STUDY VISIT FOR AUSCHWITZ-BIRKENAU
MUSEUM GUIDES
ORGANIZED
BY YAHAD-IN UNUM
Since 2018, the French organization Yahad-In Unum has been working with the Auschwitz-Birkenau Memorial and Museum by conducting specialized training seminars for the Museum guides. The Yahad-In Unum Foundation, whose main focus is field research in Central and Eastern Europe on the Holocaust by bullets, organized a two-day study visit for the guides this year for the first time.
Yahad In-Unum
The visit's main objective was to work on less known and often unmemorialized sites related to the Holocaust, as well as to meet with eyewitnesses. The field trip program was centered around tracing the fate of Jewish communities that found themselves in the Miechów County before the war and during the German occupation, particularly in places like Miechów, Działoszyce, Dzierążnia, and Słomniki. ‘We are pleased that we could organize this study visit for two groups of guides. It is important for us to expand our knowledge of the local dimension of the Holocaust and reach out to scattered sites of executions and burials of Jews throughout the region,’ said Michał Chojak, Director of Yahad-In Unum Research Center. ‘Such a field trip provides the opportunity for multidimensional work based on archival sources and an understanding of the topography of sites related to various stages of local Jewish population extermination. We also had the chance to meet with a history witness, Ms. Marianna, who is over one hundred years old. Such individuals are becoming increasingly rare," he added.

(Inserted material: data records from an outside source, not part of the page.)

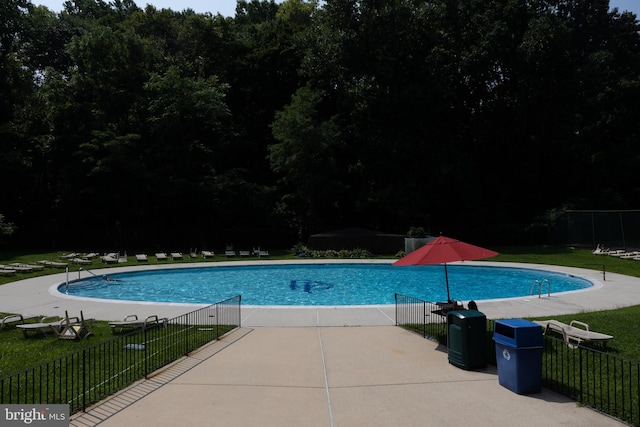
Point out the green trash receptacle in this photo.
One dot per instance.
(519, 346)
(467, 339)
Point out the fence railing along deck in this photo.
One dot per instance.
(594, 378)
(89, 375)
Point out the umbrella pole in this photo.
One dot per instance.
(446, 276)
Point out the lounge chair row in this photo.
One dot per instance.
(619, 253)
(230, 252)
(572, 334)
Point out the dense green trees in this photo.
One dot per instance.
(123, 128)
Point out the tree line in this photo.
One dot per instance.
(129, 127)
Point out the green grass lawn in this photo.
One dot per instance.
(623, 323)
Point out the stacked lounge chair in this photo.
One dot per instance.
(573, 336)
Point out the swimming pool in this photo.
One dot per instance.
(319, 284)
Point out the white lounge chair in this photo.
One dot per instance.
(208, 254)
(17, 269)
(132, 322)
(53, 264)
(44, 327)
(573, 335)
(31, 266)
(72, 328)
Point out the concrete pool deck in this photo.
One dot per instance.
(293, 366)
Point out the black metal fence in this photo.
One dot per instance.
(594, 378)
(89, 375)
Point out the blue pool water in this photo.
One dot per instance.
(320, 284)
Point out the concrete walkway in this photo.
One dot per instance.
(294, 367)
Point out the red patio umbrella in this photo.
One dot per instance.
(443, 250)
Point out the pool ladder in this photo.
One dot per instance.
(540, 285)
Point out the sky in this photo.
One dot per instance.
(228, 7)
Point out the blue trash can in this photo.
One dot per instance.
(519, 355)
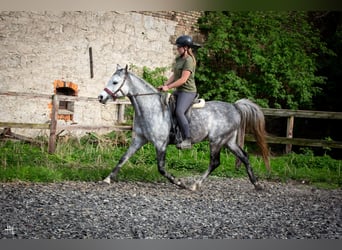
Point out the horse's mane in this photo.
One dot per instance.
(144, 82)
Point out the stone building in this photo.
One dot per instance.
(75, 53)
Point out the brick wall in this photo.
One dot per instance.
(39, 47)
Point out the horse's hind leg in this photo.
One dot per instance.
(136, 144)
(214, 163)
(242, 155)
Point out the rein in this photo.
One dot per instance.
(109, 92)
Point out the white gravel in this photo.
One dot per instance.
(222, 209)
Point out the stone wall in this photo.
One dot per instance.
(38, 48)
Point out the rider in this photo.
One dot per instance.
(183, 80)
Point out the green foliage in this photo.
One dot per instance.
(155, 77)
(93, 157)
(269, 57)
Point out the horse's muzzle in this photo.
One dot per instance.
(101, 99)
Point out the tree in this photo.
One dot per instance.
(269, 57)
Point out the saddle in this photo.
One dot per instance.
(169, 101)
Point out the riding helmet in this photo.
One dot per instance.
(184, 41)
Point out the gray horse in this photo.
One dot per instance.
(218, 122)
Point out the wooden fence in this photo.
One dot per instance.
(288, 140)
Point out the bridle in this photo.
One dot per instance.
(113, 95)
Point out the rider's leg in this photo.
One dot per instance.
(184, 101)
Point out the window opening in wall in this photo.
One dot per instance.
(66, 108)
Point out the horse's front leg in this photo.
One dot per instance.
(161, 153)
(136, 144)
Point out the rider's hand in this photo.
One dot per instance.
(163, 88)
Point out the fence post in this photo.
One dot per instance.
(289, 132)
(53, 125)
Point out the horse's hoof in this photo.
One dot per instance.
(195, 186)
(258, 187)
(106, 181)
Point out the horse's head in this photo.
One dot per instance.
(114, 86)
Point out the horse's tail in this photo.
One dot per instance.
(253, 120)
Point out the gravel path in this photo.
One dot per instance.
(222, 209)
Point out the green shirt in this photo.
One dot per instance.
(189, 64)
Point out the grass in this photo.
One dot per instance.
(92, 157)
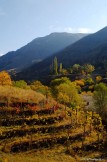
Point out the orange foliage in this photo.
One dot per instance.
(5, 78)
(79, 82)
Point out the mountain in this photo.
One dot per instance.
(37, 50)
(90, 49)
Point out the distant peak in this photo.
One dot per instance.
(103, 29)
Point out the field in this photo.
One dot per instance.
(50, 133)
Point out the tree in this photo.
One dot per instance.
(76, 68)
(100, 98)
(68, 94)
(56, 82)
(55, 66)
(88, 68)
(60, 68)
(5, 78)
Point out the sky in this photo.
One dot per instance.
(21, 21)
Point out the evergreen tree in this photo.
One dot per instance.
(55, 66)
(60, 68)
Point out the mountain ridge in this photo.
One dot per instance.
(37, 50)
(86, 50)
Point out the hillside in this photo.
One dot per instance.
(90, 49)
(37, 50)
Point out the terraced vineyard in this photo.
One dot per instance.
(74, 134)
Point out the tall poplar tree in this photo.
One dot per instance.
(55, 66)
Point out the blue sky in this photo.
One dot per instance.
(23, 20)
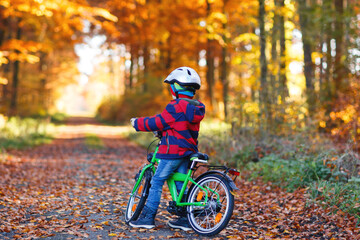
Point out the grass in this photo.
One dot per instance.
(18, 133)
(300, 160)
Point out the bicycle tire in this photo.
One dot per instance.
(134, 207)
(211, 219)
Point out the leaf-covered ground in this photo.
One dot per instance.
(70, 190)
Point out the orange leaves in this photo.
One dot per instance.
(68, 189)
(20, 50)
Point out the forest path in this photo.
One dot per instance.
(68, 190)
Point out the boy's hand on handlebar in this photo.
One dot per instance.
(157, 134)
(132, 121)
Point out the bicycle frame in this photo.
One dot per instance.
(185, 178)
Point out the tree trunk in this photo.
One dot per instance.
(339, 34)
(131, 70)
(146, 56)
(263, 65)
(15, 79)
(224, 67)
(282, 74)
(308, 65)
(210, 72)
(329, 62)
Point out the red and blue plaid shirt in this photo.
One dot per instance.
(179, 123)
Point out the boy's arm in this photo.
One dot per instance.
(159, 122)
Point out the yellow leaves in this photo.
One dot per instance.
(21, 46)
(5, 3)
(322, 124)
(246, 37)
(316, 55)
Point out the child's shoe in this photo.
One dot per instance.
(145, 220)
(181, 223)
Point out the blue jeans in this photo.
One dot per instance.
(163, 171)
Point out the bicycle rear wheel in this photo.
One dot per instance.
(138, 197)
(210, 219)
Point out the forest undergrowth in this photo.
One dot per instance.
(329, 172)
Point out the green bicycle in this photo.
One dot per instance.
(209, 203)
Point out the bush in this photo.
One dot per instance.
(18, 132)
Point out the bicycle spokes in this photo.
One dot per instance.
(217, 210)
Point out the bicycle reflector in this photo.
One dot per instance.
(234, 172)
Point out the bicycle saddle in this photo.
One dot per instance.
(200, 155)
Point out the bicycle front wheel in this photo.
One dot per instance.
(210, 219)
(138, 197)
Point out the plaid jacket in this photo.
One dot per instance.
(179, 123)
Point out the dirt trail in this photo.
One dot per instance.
(67, 190)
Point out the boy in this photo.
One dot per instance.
(179, 123)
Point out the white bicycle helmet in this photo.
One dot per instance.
(184, 76)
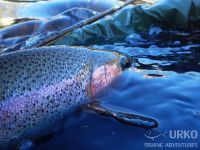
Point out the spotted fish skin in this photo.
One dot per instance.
(39, 86)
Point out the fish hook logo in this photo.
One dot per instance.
(154, 134)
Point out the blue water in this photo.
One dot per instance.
(163, 83)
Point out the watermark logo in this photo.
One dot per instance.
(155, 134)
(173, 136)
(183, 134)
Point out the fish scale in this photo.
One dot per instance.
(39, 86)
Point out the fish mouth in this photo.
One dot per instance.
(103, 76)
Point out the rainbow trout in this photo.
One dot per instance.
(39, 86)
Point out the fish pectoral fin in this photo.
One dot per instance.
(123, 117)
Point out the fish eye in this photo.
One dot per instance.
(126, 62)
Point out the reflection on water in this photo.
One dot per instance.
(164, 83)
(22, 21)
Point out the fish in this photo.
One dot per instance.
(39, 86)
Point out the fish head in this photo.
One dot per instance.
(106, 67)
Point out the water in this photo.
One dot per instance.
(163, 83)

The main goal of the visit was to reconstruct the chronology of events during various stages of the murder of local Jewish population extermination with the course of Operation Reinhardt. In Miechów, the participants walked through the streets of the former ghetto, reached an unmemorialized burial site of those shot during the June 1942 deportations near the railway tracks, from which most were transported to Bełżec. They also visited the site of execution and burial of 630 Jewish men, women, and children in the Chodówki Forest. In Działoszyce, they explored the ruins of the synagogue and a mass grave of over 1500 victims, shot on-site during the ghetto liquidation operation. An unmarked burial site for 33 individuals in Dzierążnia, a small village a few kilometers from Działoszyce, allowed for discussion about the survival strategies of Jews during the third phase of the Holocaust in the region.
"This is a very valuable experience for me and my colleagues who participate in these seminars because it offers a different perspective from what we typically discuss with Museum visitors. It also shows what we can add to our daily work, presenting the history of Polish Jews and those from other countries who perished in this region in a new light," summarized Artur, a guide at the Auschwitz-Birkenau Museum.
The next editions of Yahad-In Unum field seminars will likely take place in 2024.